Goddamn it, you know better than that. That would have really been dumb.
“What do you say, Frankie?” Gerry Atchison said, laying a hand on his shoulder. Frankie was a little startled; he hadn’t heard or sensed him coming up.
“Gerry, how are you?”
“I got something for you.”
“I hoped you would. How’s the wife, Gerry?”
Atchison gave him a funny look before replying, “Just fine, thanks. She’ll be here in a little while. She went somewhere with Tony.”
Tony is the partner, Anthony J. Marcuzzi. What did he do, send her off to fuck the partner?
“Tommy,” Gerry Atchison called to the bartender. “Stick around a couple of minutes, will you? I got a little business with Mr. Foley here.”
There was nothing Tommy could do but fake a smile and say sure.
Atchison started walking to the rear of the Inferno. Frankie followed him. They went down a narrow flight of stairs to the basement and then down a corridor to the office.
Atchison closed and bolted the office door behind them, then went to a battered wooden desk, and unlocked the right-side lower drawer.

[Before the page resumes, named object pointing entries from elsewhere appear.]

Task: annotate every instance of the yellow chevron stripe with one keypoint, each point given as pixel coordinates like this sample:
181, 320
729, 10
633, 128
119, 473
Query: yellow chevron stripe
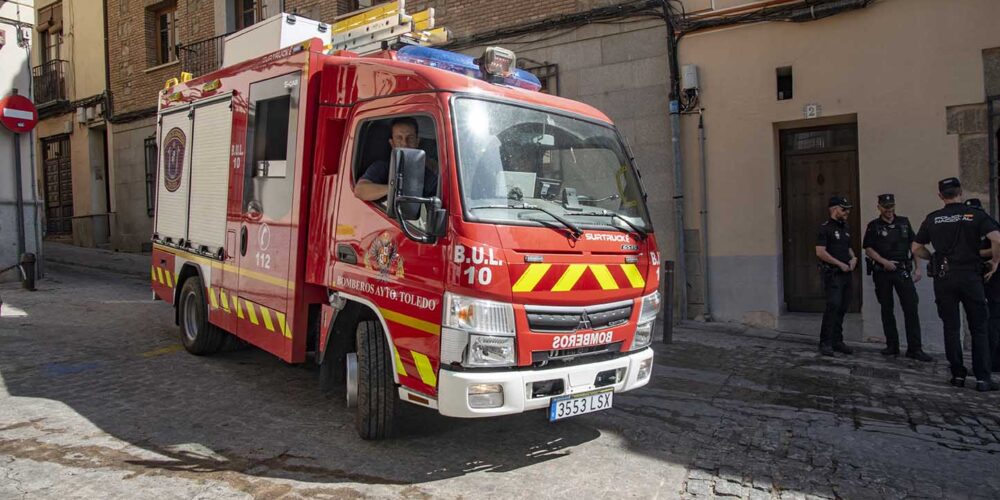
282, 327
267, 318
410, 321
634, 276
251, 312
236, 305
424, 368
604, 277
400, 369
529, 280
569, 278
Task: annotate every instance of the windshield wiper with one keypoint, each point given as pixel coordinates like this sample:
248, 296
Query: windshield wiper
638, 230
574, 229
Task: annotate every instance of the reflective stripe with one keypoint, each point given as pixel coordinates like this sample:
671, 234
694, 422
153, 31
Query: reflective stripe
569, 278
228, 267
400, 369
251, 312
236, 305
633, 275
529, 280
604, 277
282, 327
267, 318
425, 369
410, 321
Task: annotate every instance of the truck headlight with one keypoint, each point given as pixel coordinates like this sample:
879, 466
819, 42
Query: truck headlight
643, 336
649, 308
481, 330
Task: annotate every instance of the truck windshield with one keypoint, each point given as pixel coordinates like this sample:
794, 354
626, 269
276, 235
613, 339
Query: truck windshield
513, 160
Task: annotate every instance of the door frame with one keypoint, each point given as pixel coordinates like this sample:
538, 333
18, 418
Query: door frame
781, 132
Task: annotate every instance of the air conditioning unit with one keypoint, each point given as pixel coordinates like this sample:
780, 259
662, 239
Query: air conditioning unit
271, 35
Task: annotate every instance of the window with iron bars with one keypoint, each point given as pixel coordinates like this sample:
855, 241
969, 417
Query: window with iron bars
547, 73
149, 148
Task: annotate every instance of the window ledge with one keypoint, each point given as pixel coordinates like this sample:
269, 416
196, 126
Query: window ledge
162, 66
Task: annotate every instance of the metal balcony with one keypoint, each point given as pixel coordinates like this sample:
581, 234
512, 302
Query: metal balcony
201, 57
50, 81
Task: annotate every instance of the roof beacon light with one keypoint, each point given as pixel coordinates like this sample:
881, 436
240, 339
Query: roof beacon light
497, 62
469, 66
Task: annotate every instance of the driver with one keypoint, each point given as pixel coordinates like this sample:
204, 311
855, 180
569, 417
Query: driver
374, 184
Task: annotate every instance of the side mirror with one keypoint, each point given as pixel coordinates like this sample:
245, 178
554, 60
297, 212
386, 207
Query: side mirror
406, 183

He took from it a small corrugated paper box and laid it on the desk.
He unwrapped dark red mechanic’s wiping towels, exposing three guns. One was a Colt. 38 Special caliber revolver with a five-inch barrel. The second was what Frankie thought of as a cowboy gun. In this case it was a Spanish copy of a Colt Peacemaker, six-shot, single-action. 44 Russian caliber revolver. The third was a Savage Model 1911. 32 ACP caliber semiautomatic.

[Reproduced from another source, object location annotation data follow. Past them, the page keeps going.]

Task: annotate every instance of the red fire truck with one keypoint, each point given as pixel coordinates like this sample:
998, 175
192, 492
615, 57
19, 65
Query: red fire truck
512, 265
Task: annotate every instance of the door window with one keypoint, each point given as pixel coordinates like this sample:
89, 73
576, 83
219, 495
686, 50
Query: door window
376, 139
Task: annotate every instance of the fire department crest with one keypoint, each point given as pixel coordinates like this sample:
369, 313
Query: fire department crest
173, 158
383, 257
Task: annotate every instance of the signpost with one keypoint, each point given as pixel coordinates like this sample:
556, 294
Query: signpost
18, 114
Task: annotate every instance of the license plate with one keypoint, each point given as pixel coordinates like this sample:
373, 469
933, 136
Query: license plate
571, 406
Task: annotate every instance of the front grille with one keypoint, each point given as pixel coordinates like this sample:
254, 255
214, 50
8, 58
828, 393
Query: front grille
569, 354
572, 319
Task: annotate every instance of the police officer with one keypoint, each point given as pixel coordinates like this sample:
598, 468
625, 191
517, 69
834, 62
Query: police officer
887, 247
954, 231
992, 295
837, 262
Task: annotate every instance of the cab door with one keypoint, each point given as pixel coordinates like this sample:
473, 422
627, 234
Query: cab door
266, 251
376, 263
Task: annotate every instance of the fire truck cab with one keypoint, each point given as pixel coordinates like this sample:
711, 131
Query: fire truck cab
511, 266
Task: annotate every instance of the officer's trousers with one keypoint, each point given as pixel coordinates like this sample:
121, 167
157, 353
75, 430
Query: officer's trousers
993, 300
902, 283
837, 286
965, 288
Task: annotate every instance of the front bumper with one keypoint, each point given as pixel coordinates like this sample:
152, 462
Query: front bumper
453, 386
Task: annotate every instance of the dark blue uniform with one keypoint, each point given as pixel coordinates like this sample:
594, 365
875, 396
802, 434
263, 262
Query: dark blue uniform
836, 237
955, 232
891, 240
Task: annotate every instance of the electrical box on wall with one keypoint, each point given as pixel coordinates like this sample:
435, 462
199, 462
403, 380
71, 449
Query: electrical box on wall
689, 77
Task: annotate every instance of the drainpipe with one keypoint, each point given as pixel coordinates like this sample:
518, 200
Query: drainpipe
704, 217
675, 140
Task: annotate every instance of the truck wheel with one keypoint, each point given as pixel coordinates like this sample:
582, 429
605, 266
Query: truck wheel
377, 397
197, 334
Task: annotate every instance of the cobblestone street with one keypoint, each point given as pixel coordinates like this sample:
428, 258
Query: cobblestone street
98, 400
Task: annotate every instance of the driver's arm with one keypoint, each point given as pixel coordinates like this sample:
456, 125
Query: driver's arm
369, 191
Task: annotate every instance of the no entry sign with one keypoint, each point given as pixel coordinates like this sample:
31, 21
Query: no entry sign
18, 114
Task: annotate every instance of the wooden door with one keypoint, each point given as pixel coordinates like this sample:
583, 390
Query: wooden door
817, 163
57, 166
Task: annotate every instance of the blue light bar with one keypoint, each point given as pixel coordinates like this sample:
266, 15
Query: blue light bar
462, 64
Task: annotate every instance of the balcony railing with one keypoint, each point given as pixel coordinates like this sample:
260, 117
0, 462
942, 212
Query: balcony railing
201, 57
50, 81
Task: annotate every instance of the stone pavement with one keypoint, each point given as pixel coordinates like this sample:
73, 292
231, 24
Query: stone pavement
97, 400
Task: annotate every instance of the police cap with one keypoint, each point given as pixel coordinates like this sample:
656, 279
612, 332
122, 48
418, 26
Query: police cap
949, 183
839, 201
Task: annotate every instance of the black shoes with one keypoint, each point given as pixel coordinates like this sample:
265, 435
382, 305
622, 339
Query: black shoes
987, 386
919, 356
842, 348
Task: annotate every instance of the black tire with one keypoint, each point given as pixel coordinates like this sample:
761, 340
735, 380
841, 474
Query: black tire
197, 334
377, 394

“There they are,” he announced.
“Where’s the money?” Frankie asked.
“In the desk. Same drawer.”
“Let’s see it.”
“You don’t trust me?” Atchison asked with a smile, to make like it was a joke.
“Let’s see the money, Gerry,” Frankie said.
He picked up the Colt and opened the cylinder and dumped the cartridges in his hand. Then he closed the cylinder and dry-snapped the revolver. The cylinder revolved the way it was supposed to.
The noise of the dry snapping upset Gerry Atchison.
“What are you doing?”
“Making sure these things work.”
“You didn’t have to do that. I checked them out.”
Yeah, but you don’t know diddly-shit about guns. You just think you do.
The Colt was to be the primary weapon. He would do both the wife and the partner with the Colt. The cowboy gun was the backup, in case something went wrong. Better safe than sorry, like they say. The Savage was to wound Atchison in the leg. Frankie would have rather shot him with the. 38 Special Colt, but Atchison insisted on the smaller. 32 ACP Savage.
Atchison held out an envelope to Frankie.
“You get this on delivery, you understand?”
Frankie took the envelope and thumbed through the thick stack of bills.
“You leave it in the desk,” Frankie ordered, handing the envelope back to Atchison. “If it’s there when I come back, I do it.”
Frankie next checked the functioning of the. 44 Russian cowboy six-shooter, and finally the. 32 Savage automatic.
He put them back in the corrugated paper box and folded the mechanic’s rags back over them.
“I sort of wish you’d take those with you,” Atchison said. “What if somebody comes down here and maybe finds them?”
“You see that don’t happen. I’m not going to wander around Center City with three guns.”
Atchison looked like he was going to say something, but changed his mind.
“I’ll show you the door,” he said.
Frankie followed him out of the office and farther down the corridor to the rear of the building. There a shallow flight of stairs rose toward a steel double door.
With Frankie watching carefully, Atchison removed a chain-and-padlock from the steel doors, then opened the left double door far enough to insert the padlock so that there would be room for Frankie’s fingers when he opened the door from the outside.